I can see that in the English spaCy models the medium model performs better than the small one, and the large model outperforms the medium one - but only marginally. However, in the description of the models, it is written that they have all been trained on OntoNotes. The exception being the vectors of md and lg, which have been trained on CommonCrawl. So if all models were trained on the same dataset (OntoNotes), and the only difference is the vectors, why then is there a performance difference for the tasks that don't require vectors? I would love to find out more about each model and the settings they were trained with and so on, but it appears that this information is not readily available.
So if all models were trained on the same dataset (OntoNotes), and the only difference is the vectors, why then is there a performance difference for the tasks that don't require vectors?
I think the missing piece you're looking for is this one: If models are initialised with vectors, those vectors will be used as features during training. Depending on the vectors, this can give the statistical model components you train a significant boost in accuracy.

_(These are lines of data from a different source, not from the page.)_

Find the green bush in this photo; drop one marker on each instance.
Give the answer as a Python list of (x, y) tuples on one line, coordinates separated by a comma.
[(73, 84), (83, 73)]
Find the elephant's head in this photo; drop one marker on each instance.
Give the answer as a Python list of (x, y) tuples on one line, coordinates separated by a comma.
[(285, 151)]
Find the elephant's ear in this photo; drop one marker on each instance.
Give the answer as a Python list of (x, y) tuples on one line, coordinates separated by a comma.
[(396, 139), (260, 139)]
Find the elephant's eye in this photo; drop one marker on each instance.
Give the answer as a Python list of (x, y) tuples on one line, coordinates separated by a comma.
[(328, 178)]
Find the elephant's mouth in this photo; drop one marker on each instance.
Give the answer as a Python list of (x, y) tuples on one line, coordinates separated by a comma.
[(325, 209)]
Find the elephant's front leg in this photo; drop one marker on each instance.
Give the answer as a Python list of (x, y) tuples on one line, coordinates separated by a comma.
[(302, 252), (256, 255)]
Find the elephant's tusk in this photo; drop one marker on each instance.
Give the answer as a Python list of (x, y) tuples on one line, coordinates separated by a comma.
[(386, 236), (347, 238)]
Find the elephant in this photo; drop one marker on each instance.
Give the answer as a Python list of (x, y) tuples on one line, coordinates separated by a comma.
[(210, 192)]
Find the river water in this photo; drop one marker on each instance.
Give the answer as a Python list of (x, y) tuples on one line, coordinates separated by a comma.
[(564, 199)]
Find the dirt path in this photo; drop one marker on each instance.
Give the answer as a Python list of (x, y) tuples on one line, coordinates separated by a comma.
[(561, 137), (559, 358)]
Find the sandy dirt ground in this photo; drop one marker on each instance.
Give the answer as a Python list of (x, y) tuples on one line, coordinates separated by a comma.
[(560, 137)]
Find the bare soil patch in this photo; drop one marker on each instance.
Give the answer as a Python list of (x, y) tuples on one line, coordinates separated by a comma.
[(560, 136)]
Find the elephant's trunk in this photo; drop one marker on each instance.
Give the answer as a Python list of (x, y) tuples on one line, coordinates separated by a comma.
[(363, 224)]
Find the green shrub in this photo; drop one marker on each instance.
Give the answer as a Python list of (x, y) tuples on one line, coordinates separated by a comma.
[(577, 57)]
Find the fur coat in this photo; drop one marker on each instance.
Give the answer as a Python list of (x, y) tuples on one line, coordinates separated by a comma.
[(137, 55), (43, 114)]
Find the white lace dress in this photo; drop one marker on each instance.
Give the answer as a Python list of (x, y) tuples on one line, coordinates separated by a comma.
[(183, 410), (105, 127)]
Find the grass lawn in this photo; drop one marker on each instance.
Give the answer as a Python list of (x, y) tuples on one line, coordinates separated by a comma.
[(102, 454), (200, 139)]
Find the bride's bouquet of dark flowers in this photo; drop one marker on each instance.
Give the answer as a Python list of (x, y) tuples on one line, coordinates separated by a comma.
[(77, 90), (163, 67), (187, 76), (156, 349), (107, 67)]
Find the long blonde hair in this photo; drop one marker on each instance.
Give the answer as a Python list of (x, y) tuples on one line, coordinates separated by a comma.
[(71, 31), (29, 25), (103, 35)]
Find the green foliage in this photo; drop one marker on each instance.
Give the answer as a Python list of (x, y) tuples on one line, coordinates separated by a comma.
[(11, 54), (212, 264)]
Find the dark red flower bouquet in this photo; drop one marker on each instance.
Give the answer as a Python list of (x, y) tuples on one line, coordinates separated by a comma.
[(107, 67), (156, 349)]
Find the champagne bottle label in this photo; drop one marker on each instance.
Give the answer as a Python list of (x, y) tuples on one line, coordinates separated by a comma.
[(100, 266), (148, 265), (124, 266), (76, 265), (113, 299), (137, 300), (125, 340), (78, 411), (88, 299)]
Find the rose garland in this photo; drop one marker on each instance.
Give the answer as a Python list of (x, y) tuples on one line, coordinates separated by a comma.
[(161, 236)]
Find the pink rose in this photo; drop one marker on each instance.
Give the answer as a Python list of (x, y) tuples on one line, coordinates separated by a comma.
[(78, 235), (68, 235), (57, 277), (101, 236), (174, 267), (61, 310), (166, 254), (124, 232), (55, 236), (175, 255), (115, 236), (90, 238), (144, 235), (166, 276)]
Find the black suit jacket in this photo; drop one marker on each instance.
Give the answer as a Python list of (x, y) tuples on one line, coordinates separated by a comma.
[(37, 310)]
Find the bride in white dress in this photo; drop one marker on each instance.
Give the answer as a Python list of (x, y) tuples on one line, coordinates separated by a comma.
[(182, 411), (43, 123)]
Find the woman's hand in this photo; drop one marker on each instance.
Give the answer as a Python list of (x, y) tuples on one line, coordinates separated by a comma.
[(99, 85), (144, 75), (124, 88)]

However, vectors can be quite large, so you typically want to find the best trade-off between model size and accuracy. If vectors were used during training, the same vectors also need to be available at runtime, and you can't easily swap them out – otherwise, the model will perform much worse. The sm
model, which wasn't trained with vectors, allows you to load in your own vectors for, say, similarity comparisons, without affecting the predictions of the pre-trained statistical components.
TL;DR: spaCy's sm
, md
and lg
core models were all trained on the same data under the same conditions. The only difference is the vectors that are included, which are used as features and thus have an impact on the model's accuracy.